Home where MLK stayed in Camden, N.J. damaged in fire
CAMDEN, N.J. (CBS) -- A home where civil rights leader Martin Luther King Jr. once stayed in Camden was damaged in a fire overnight.
Firefighters were at the home on the 700 block of Walnut Street where there was a fire on the second floor.
The home has never been given an official historic marker, but advocates say King stayed at the home while he was a graduate student at Crozer Theological Seminary in Upland, Pa.
"Powerful history there...powerful history," Pastor Amir Khan said.
Pastor Khan looks at the charred windows and part of the roof that collapsed after the fire tore through the twin home. Heavy smoke could be seen billowing out of the dilapidated structure early Saturday morning and not long after Khan says his phone started ringing.

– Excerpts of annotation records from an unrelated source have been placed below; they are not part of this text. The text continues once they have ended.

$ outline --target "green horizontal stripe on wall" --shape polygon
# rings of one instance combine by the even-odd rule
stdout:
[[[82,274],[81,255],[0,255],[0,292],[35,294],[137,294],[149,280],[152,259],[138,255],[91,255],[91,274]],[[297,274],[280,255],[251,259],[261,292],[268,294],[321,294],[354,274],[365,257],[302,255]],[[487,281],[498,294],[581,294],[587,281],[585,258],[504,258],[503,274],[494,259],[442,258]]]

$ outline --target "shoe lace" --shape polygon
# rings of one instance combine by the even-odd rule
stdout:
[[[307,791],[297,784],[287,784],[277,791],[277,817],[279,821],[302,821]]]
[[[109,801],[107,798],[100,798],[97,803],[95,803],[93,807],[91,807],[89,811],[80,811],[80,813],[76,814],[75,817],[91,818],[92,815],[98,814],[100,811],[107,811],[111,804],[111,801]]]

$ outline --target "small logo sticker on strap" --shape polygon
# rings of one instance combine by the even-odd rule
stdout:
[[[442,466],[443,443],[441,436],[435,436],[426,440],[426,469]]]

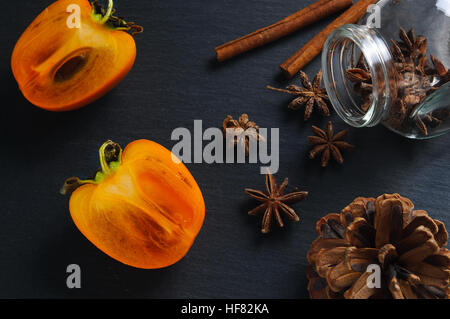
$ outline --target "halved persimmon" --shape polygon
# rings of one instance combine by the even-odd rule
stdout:
[[[137,140],[123,151],[105,142],[92,180],[69,178],[70,214],[78,229],[112,258],[138,268],[162,268],[189,250],[205,203],[186,166],[163,146]]]
[[[136,57],[134,39],[126,31],[141,30],[113,12],[112,0],[107,10],[88,0],[58,0],[46,8],[22,34],[11,57],[25,98],[49,111],[68,111],[117,85]],[[79,14],[73,17],[78,25],[68,23],[74,13]]]

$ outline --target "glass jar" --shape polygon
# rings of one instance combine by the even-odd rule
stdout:
[[[450,130],[450,0],[382,0],[327,39],[324,83],[354,127],[379,123],[409,138]]]

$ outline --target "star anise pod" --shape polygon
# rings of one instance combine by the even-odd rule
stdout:
[[[307,254],[311,298],[450,298],[445,225],[408,198],[358,197],[322,217],[316,232]],[[378,287],[368,285],[373,269]]]
[[[259,134],[259,127],[255,122],[249,121],[247,114],[242,114],[236,121],[231,115],[228,115],[222,123],[223,134],[227,137],[227,129],[231,129],[233,139],[230,139],[233,145],[239,145],[245,148],[245,155],[248,155],[250,141],[264,141],[264,137]]]
[[[298,201],[304,200],[308,196],[306,191],[295,191],[284,194],[284,190],[288,185],[288,179],[285,178],[280,186],[277,186],[275,178],[272,174],[266,174],[266,192],[258,191],[250,188],[245,189],[245,193],[251,198],[256,199],[262,204],[248,212],[249,215],[257,215],[264,212],[262,219],[263,233],[268,233],[275,219],[280,227],[284,226],[281,213],[285,214],[291,221],[298,222],[299,217],[295,211],[288,206]]]
[[[313,145],[313,149],[309,152],[309,158],[314,159],[316,156],[322,154],[321,165],[326,167],[330,160],[330,155],[336,162],[342,164],[344,158],[342,157],[341,150],[350,150],[354,148],[353,145],[342,141],[347,134],[348,130],[340,131],[333,135],[333,124],[328,122],[327,131],[312,126],[312,129],[316,136],[308,136],[308,142]]]
[[[427,38],[421,35],[416,36],[413,29],[406,32],[400,28],[399,37],[400,41],[397,42],[397,45],[407,59],[416,61],[417,58],[426,54]]]
[[[288,107],[293,110],[298,110],[300,107],[304,106],[305,121],[311,117],[314,107],[322,116],[330,116],[330,110],[327,105],[329,98],[325,88],[320,86],[322,83],[322,70],[317,72],[312,83],[309,81],[309,78],[305,72],[300,71],[299,74],[303,87],[289,85],[286,89],[278,89],[268,85],[267,88],[277,92],[297,95],[298,97],[292,100]]]

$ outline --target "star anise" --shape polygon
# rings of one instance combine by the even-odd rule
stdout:
[[[400,29],[399,41],[391,40],[391,52],[397,71],[397,99],[389,109],[387,123],[395,130],[409,130],[409,125],[415,125],[421,136],[430,134],[448,118],[445,109],[436,110],[428,114],[410,115],[420,103],[430,94],[450,81],[450,71],[434,55],[427,56],[427,39],[416,36],[411,29],[406,32]],[[431,63],[430,63],[431,60]],[[367,112],[372,105],[373,87],[371,74],[367,68],[363,55],[359,61],[346,70],[346,78],[354,83],[354,90],[360,96],[360,109]],[[435,83],[435,78],[439,81]],[[434,83],[434,85],[433,85]]]
[[[313,145],[313,149],[309,152],[309,158],[314,159],[317,155],[322,154],[321,165],[326,167],[330,161],[330,155],[336,162],[342,164],[344,158],[342,157],[341,150],[350,150],[354,148],[353,145],[342,141],[347,134],[348,130],[340,131],[333,135],[333,124],[328,122],[327,131],[312,126],[312,129],[316,136],[308,136],[308,142]]]
[[[303,87],[297,85],[289,85],[286,89],[274,88],[270,85],[267,86],[269,90],[298,95],[291,103],[289,108],[298,110],[300,107],[305,107],[304,120],[307,121],[313,112],[314,106],[323,116],[330,116],[330,110],[328,109],[327,101],[329,101],[325,88],[320,85],[322,83],[322,70],[317,72],[316,76],[311,83],[305,72],[300,71],[300,80]]]
[[[278,187],[272,174],[266,174],[266,192],[258,191],[250,188],[245,189],[245,193],[251,198],[262,202],[261,205],[248,212],[249,215],[257,215],[264,211],[262,219],[263,233],[268,233],[272,224],[272,219],[276,219],[280,227],[284,226],[281,214],[285,214],[291,221],[298,222],[299,217],[295,211],[288,206],[298,201],[304,200],[308,196],[306,191],[295,191],[284,194],[284,190],[288,185],[288,179],[285,178],[283,183]]]
[[[250,149],[250,141],[265,140],[259,134],[259,127],[255,122],[249,121],[247,114],[242,114],[236,121],[231,115],[228,115],[222,123],[223,134],[227,137],[227,129],[230,130],[233,139],[229,139],[233,145],[240,145],[245,148],[245,155],[248,155]]]

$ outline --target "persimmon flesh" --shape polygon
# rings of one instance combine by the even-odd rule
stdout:
[[[79,28],[68,24],[73,14],[68,8],[74,6],[80,8]],[[39,14],[11,57],[27,100],[49,111],[73,110],[100,98],[125,77],[134,64],[136,45],[126,32],[129,25],[112,12],[112,0],[102,12],[88,0],[58,0]]]
[[[100,148],[95,179],[70,178],[62,193],[78,229],[110,257],[133,267],[163,268],[179,261],[199,233],[205,204],[186,166],[149,141]]]

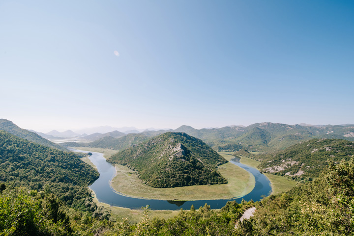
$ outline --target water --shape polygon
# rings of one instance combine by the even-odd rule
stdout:
[[[72,150],[84,153],[89,152],[74,149]],[[242,199],[246,201],[250,201],[251,199],[254,201],[259,201],[262,199],[263,196],[268,196],[271,192],[270,183],[268,178],[260,173],[257,169],[240,163],[239,159],[235,157],[230,162],[250,172],[254,176],[256,180],[256,184],[253,189],[251,192],[242,197],[231,199],[183,202],[126,197],[115,192],[110,184],[116,174],[116,168],[111,163],[106,161],[102,154],[90,152],[92,155],[89,157],[89,159],[97,167],[100,173],[100,177],[89,187],[95,192],[96,197],[100,202],[107,203],[111,206],[136,209],[140,209],[143,206],[149,205],[149,208],[152,210],[177,210],[181,208],[189,209],[192,205],[193,205],[196,209],[198,209],[206,203],[208,205],[210,205],[212,209],[220,209],[228,201],[235,200],[237,203],[240,203]]]

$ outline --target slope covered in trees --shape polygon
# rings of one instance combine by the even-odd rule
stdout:
[[[181,210],[168,220],[116,222],[108,215],[70,210],[50,194],[0,188],[0,231],[4,235],[58,236],[349,236],[354,234],[354,157],[334,163],[318,178],[262,201],[229,202],[220,210],[206,204]],[[249,219],[239,219],[256,207]],[[19,214],[22,216],[19,217]]]
[[[42,145],[56,148],[59,150],[67,151],[64,147],[56,144],[50,141],[43,138],[35,132],[21,129],[11,121],[5,119],[0,119],[0,130],[8,132],[20,138],[27,139],[29,141],[42,144]]]
[[[354,143],[343,139],[313,139],[273,154],[258,155],[258,166],[263,172],[287,176],[296,180],[317,177],[328,164],[339,162],[354,155]]]
[[[72,152],[30,142],[0,131],[0,182],[50,191],[69,206],[84,207],[87,187],[98,173]]]
[[[172,131],[185,132],[200,138],[217,151],[236,151],[245,149],[271,153],[314,138],[338,138],[354,141],[354,126],[351,125],[318,127],[264,122],[247,127],[234,126],[200,130],[182,126]],[[163,130],[147,131],[131,133],[117,139],[103,138],[88,145],[91,147],[122,150],[166,132]],[[69,144],[62,145],[68,147]],[[86,144],[80,145],[85,146]]]
[[[168,132],[133,145],[107,161],[136,170],[155,187],[224,184],[216,167],[227,161],[200,139]]]

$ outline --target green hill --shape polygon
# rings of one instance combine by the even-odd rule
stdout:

"I thought we were going to come out here and see this thing flattened and thank God to our surprise, pleasant surprise, that for the most part, the outside walls are still up," Khan said.
Khan tells CBS News Philadelphia he bought the home in 2021 more than 70 years after civil rights leader, Martin Luther King Jr, lived on and off while he was a graduate student at Crozer Theological Seminary in Delaware County from 1948-1951.

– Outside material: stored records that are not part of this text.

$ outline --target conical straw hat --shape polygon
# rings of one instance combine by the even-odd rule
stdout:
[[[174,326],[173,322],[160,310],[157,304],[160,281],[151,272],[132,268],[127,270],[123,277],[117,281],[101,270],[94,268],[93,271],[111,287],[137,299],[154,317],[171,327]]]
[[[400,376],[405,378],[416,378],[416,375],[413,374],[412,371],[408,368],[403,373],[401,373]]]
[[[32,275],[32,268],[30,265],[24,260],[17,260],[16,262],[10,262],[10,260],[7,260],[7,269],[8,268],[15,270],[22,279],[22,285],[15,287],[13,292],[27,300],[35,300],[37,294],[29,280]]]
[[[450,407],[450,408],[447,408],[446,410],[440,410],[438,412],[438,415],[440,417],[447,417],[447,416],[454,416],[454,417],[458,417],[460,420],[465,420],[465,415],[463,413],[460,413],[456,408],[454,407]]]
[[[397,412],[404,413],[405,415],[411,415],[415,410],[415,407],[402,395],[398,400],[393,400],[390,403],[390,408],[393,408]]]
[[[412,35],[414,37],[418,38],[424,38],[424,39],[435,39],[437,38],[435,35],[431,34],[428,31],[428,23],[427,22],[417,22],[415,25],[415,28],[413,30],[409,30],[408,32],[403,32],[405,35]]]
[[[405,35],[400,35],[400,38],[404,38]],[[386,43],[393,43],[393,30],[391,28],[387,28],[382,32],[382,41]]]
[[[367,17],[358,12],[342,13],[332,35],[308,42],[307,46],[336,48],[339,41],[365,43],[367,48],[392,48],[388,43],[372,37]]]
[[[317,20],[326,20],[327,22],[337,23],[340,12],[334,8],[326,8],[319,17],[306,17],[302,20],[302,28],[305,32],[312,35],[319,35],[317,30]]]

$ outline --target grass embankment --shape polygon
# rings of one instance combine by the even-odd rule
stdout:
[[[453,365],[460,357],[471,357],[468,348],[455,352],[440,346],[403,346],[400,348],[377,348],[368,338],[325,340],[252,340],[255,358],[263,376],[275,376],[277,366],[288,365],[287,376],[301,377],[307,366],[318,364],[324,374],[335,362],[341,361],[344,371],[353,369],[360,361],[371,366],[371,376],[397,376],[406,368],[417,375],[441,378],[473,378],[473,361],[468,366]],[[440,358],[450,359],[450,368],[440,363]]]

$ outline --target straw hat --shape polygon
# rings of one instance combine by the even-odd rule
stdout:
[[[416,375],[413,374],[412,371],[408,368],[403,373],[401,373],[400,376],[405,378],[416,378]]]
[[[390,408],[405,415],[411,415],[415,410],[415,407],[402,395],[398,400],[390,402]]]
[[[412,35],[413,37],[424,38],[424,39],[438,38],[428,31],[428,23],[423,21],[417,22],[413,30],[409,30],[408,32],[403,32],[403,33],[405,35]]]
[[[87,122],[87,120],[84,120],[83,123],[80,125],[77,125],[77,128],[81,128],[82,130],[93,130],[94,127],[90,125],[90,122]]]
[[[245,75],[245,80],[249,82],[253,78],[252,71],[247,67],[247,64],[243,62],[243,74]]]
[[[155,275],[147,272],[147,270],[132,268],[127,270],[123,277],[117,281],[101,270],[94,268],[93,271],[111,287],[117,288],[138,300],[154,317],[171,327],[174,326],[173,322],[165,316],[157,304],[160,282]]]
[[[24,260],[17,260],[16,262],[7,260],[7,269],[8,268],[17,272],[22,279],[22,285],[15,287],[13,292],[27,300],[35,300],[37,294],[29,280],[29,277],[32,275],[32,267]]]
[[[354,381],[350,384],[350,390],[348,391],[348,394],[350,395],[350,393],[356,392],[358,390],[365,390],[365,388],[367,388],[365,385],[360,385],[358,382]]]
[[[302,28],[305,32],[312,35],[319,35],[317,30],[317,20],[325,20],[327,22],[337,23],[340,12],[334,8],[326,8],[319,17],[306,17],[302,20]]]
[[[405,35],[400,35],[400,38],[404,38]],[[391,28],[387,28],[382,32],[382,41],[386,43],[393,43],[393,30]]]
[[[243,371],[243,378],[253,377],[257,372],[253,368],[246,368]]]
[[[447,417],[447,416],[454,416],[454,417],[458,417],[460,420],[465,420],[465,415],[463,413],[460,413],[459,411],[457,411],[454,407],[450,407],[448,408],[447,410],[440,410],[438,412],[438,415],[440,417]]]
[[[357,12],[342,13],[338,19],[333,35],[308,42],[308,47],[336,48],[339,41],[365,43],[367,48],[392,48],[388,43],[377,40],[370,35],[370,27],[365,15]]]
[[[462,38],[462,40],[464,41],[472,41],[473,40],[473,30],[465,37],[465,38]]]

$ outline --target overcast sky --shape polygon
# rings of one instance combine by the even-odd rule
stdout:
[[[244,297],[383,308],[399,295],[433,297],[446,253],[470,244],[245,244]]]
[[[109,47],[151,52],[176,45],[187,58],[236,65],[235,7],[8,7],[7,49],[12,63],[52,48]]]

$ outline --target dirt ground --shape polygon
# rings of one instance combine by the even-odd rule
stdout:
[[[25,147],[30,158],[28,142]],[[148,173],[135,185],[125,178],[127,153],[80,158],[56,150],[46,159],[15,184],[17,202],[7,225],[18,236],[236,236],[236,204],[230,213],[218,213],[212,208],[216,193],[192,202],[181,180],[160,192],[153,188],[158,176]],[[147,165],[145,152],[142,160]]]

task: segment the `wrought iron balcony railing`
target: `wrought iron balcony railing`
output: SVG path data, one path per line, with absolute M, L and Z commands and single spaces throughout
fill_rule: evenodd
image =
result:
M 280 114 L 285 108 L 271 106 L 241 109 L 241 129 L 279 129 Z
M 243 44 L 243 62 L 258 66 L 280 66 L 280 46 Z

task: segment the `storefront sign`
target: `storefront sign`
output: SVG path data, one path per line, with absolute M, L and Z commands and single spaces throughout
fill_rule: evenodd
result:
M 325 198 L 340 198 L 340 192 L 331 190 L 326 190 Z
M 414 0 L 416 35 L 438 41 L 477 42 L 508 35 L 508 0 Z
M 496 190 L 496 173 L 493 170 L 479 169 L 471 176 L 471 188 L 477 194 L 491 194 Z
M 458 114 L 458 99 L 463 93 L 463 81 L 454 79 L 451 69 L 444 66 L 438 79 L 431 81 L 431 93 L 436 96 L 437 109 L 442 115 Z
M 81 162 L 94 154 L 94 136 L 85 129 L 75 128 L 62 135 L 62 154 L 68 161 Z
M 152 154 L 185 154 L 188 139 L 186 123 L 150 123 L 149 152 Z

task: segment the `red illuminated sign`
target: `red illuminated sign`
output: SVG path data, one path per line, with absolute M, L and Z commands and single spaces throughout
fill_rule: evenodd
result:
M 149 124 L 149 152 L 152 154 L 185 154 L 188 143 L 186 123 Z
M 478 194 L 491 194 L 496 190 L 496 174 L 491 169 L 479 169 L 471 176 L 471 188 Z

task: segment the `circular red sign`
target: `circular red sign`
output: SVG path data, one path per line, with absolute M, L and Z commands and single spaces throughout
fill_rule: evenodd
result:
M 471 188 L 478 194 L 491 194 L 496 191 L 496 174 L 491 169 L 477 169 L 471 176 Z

Proponents were trying to raise money for a museum that would tell more about King's experiences in this area in the 1950s.
Advocates told CBS News Philadelphia in 2020 that King and others planned a sit-in while staying at this home.

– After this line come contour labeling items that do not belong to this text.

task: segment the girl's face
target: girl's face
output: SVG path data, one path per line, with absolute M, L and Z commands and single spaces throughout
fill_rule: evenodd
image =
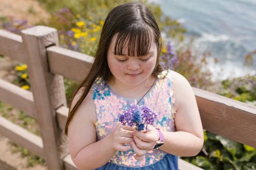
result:
M 117 55 L 114 54 L 117 37 L 117 34 L 111 40 L 107 58 L 109 67 L 114 76 L 112 78 L 114 83 L 121 88 L 132 88 L 152 79 L 157 57 L 157 45 L 154 40 L 152 40 L 149 52 L 145 56 L 129 56 L 125 45 L 123 48 L 124 55 Z

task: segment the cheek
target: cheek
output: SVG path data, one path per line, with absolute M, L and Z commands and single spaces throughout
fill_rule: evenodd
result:
M 118 63 L 113 60 L 110 60 L 108 62 L 110 71 L 112 72 L 113 75 L 117 75 L 121 74 L 122 72 L 122 68 L 123 67 L 122 63 Z
M 148 71 L 153 71 L 155 68 L 156 65 L 156 61 L 153 60 L 153 61 L 149 62 L 147 64 L 145 64 L 144 65 L 144 69 Z

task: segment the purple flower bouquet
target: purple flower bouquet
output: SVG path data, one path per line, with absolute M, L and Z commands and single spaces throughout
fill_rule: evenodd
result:
M 145 125 L 153 125 L 156 117 L 156 113 L 147 107 L 142 106 L 138 107 L 133 105 L 120 115 L 119 122 L 124 126 L 131 127 L 135 126 L 138 131 L 141 131 L 144 129 Z

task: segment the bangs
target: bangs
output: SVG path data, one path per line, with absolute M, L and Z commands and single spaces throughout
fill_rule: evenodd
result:
M 115 44 L 115 55 L 138 57 L 146 55 L 152 40 L 151 30 L 145 23 L 135 23 L 118 32 Z

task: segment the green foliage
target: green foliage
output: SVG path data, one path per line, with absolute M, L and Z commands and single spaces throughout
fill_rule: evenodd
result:
M 65 86 L 67 102 L 68 103 L 68 106 L 69 106 L 70 105 L 70 100 L 75 90 L 77 89 L 79 84 L 74 81 L 64 78 L 64 85 Z
M 42 25 L 56 28 L 60 44 L 66 47 L 94 56 L 99 34 L 107 14 L 114 7 L 131 1 L 38 1 L 52 17 Z M 160 30 L 168 37 L 182 41 L 186 30 L 176 20 L 163 14 L 159 5 L 140 1 L 152 11 Z M 84 23 L 81 25 L 80 23 Z
M 12 145 L 13 153 L 20 153 L 22 157 L 26 157 L 28 162 L 28 167 L 34 166 L 38 164 L 45 165 L 45 160 L 38 156 L 31 153 L 27 149 L 19 147 L 14 143 L 11 142 Z
M 256 169 L 255 149 L 209 132 L 205 133 L 207 137 L 202 151 L 196 157 L 182 158 L 205 169 Z
M 47 23 L 40 24 L 54 27 L 59 33 L 60 44 L 61 46 L 75 50 L 86 54 L 94 55 L 99 33 L 106 14 L 110 10 L 121 3 L 131 1 L 119 0 L 38 0 L 41 4 L 52 14 Z M 186 30 L 177 21 L 172 20 L 163 14 L 160 6 L 153 3 L 149 4 L 147 1 L 141 3 L 148 5 L 155 16 L 162 32 L 166 37 L 181 42 L 184 39 Z M 33 12 L 33 9 L 29 12 Z M 18 33 L 18 31 L 27 26 L 25 21 L 14 21 L 12 18 L 0 16 L 0 28 L 4 25 L 8 27 L 7 30 Z M 6 23 L 8 23 L 6 25 Z M 163 40 L 163 48 L 161 55 L 164 62 L 172 60 L 170 66 L 176 71 L 180 72 L 194 87 L 207 90 L 212 84 L 210 80 L 210 73 L 207 70 L 207 55 L 198 58 L 193 54 L 189 47 L 183 46 L 175 49 L 175 53 L 168 52 L 169 47 Z M 256 53 L 253 52 L 246 56 L 246 63 L 251 65 L 252 57 Z M 177 60 L 173 60 L 176 55 Z M 172 60 L 173 59 L 173 60 Z M 249 64 L 248 64 L 249 63 Z M 16 67 L 17 78 L 14 83 L 26 89 L 30 87 L 27 74 L 27 68 L 24 64 L 19 64 Z M 248 76 L 234 79 L 227 79 L 222 81 L 218 93 L 224 96 L 243 102 L 253 102 L 256 100 L 256 78 L 254 76 Z M 66 96 L 69 105 L 70 99 L 77 87 L 77 83 L 65 79 Z M 1 115 L 12 120 L 27 129 L 33 129 L 36 127 L 36 122 L 32 118 L 27 117 L 22 112 L 14 113 L 12 107 L 0 102 Z M 32 131 L 39 134 L 39 129 Z M 256 169 L 256 151 L 254 148 L 242 144 L 209 132 L 204 131 L 204 144 L 202 151 L 195 157 L 183 157 L 183 159 L 205 169 Z M 29 155 L 28 150 L 17 149 L 23 155 Z M 30 165 L 34 163 L 44 162 L 41 158 L 33 156 L 29 160 Z

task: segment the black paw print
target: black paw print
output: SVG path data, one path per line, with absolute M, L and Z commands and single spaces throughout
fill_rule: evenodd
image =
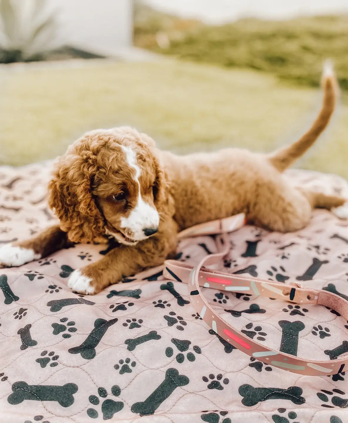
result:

"Coming over here on weekends, coming here over summer," Khan said.
The property has been vacant for years.
Khan says the inside needed to be gutted and he recently secured a grant from the state to restore the home and transform it into a museum highlighting King's connection to South Jersey.
"People can walk through the house and tour to see where Dr. King ate, slept, drank, prepared his messages and even prepared his first civil rights sit-in," Khan said.
The sit-in was at Mary's Place, a restaurant in Maple Shade after they were apparently denied service and chased out by a gun-toting bartender of the now-closed establishment.
A police report filed by King listed the Walnut Street home as his address.
But the home's application for a historic preservation marker was denied. The late Rep. John Lewis, who was friends with King, had called for the home to be preserved.
"This piece of historic real estate must be saved for generations yet unborn," Lewis said at the time.
Khan says he's working to have 753 Walnut Street recognized on both the New Jersey and the National Register of Historic Places.
He's also raising money to build the MLK Center for Social Justice on this lot next to the home.
Although the fire is a setback, Khan says it's also a blessing.
"In this case, since the outside of the building is still ok, it's going to work out well," Khan said. "The insurance can take care of a lot of this right away until the other funds come in."
Khan says he wants to thank the firefighters for their quick work to save this piece of history.
The exact cause of the fire is under investigation.